The Central Bank has taken over the project after the Government yesterday decided that in future, all cash transactions involving these coins will be either rounded up or rounded down.
The decision follows a successful trial carried out in Wexford in 2013. In that 85pc of consumers and 100pc of traders said in a survey they believed rounding should happen across the country.
The main factor in the decision was the cost of continually producing the coins which exceeded their face value, while the bulk of them were kept in jars by people who could not be bothered with them. A one cent coin costs €1.65 to produce while the two cent coin costs €1.94.
The Central Bank last night announced that the "rounding system" will be voluntary and details will be worked out with industry and traders' groups in the coming weeks. The entire process is expected to take a matter of months.

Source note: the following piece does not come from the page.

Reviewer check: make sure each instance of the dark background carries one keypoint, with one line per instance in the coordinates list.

The coins will remain legal tender and the changes will only apply to cash transactions, while card and electronic transactions will not be affected.
The total amount of any bill will be rounded down or up to the nearest five cent. Several examples of how it will operate were offered by officials. A transaction costing €10.21 or €10.22 would be rounded to €10.20, while a transaction costing €10.23 or €10.24 would be rounded to €10.25.
Two individual items priced at €10.99 and €3.49 respectively would remain at these prices, though the total bill of €14.48 would be rounded up to €14.50.
Six EU countries already apply a "rounding" system. These are the Netherlands, Sweden, Finland, Denmark, Hungary and Belgium.
So far 1.1 billion two-cent coins have been issued in Ireland and 1.4 billion one-cent coins had been issued.
In the run in to Christmas the Central Bank said it had issued proportionately three times the amount of these small coins compared to other countries using the euro.